CleanCodeCompany / adopt-ireland-scraper

0 stars 0 forks source link

Adopt Ireland Scraper

Getting started

System dependencies

You’ll first need to download npm and node. The method of doing so will depend on your platform but the best starting place is usually here for npam and here for nodeJS. The project has a dependency on node v8.10.0 and npm v6.0.0. You can change the installed version of nodeJS using either n or nvm.

Starting the project

The quickest way to get up and running is to preform the following commands

# Pull the project
git clone https://github.com/CleanCodeCompany/adopt-ireland-scraper.git

# Install depdendencies
cd adopt-ireland-scraper
npm install

At this point the project should be up and ready to go.

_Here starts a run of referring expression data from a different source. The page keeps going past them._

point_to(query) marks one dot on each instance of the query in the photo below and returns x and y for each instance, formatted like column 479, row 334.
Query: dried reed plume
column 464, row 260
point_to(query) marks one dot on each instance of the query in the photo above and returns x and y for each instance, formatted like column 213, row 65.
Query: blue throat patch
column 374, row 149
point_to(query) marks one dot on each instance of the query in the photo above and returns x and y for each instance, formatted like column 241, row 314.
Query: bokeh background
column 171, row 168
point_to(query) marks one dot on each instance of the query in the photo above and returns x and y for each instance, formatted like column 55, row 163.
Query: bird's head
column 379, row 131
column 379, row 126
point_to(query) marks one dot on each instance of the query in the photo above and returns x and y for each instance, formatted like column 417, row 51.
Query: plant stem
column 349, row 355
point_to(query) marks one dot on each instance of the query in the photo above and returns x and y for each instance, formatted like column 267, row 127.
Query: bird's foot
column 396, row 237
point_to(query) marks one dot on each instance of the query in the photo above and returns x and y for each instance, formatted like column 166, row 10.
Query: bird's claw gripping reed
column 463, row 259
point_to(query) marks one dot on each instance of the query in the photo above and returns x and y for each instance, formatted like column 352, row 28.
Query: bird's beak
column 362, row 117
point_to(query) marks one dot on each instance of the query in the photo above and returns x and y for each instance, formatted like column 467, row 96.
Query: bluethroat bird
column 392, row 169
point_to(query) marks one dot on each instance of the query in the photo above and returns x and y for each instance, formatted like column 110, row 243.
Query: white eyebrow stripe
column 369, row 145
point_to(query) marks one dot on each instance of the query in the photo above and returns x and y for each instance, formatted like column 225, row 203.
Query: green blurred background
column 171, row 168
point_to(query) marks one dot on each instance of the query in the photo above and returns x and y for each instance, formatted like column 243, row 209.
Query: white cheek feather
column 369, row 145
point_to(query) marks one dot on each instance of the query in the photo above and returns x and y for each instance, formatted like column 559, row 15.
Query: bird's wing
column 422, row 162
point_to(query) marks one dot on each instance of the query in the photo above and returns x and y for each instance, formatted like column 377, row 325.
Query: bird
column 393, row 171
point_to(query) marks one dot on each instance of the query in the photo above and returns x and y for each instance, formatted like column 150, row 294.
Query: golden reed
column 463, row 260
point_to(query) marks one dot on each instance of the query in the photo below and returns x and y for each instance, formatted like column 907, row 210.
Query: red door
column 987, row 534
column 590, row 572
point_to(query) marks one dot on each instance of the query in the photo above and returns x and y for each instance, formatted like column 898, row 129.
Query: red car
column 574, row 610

You can run the entire test suite using npm test. If that all passes you know that the project is setup correctly and ready for your contribution.

Testing

We use mocha as our test runner and follow a fairly simple pattern.

./test/scraper/dogsAid/index.test.ts

import { expect } from 'chai';
import 'mocha';
import { helloWorld } from '../../../src/scraper/dogsAid/index';

describe('scraper -> dogsAid -> index', () => {
  it('should export hello world string', () => {
    expect(helloWorld()).to.equal('hello world');
  });
});

The describe should detail what we’re trying to test and then the it should describe the purpose of the individual test.

Adding a scraper

There are three parts to adding a new scraper, each encapsulated in its own file:

The Scraper

The scraper will have to run to the site using our scraping library and return all the required data. Ideally this should be done in as little trips as possible. The scraper should accept a cutoff date and only return data to the scraper base (index.ts) that was entered after that date.

The Parser

Parsing is likely to be tricky, different websites have different ways of representing breeds, ages, genders and all the other information we need. The parser should make an attempt to normalize the information returned from the scraper. There are helpers in the lib/ folder to aid with this but it will be important to tailor them a bit to the individual use case.

Passing data back up

The goal of each individual parser is to take a date and be handed back a list of JSON objects representing the information that needs to be added to our data warehouse. Inside the index.ts we should expose a function like this:

// index.ts
const getAdoptable = (date: Date) => {
  // ... logic for scraping and parsing adoptable animals
};

const getInfo = () => {
  // ... retuns a data object about the site containing
  // the site url, locality and other relevent information
};

export { getAdoptable, getInfo };

We’ll also need to add the scraper import to the src/scrapers/index.ts file to ensure it is ran as part of the whole suite of scrapers.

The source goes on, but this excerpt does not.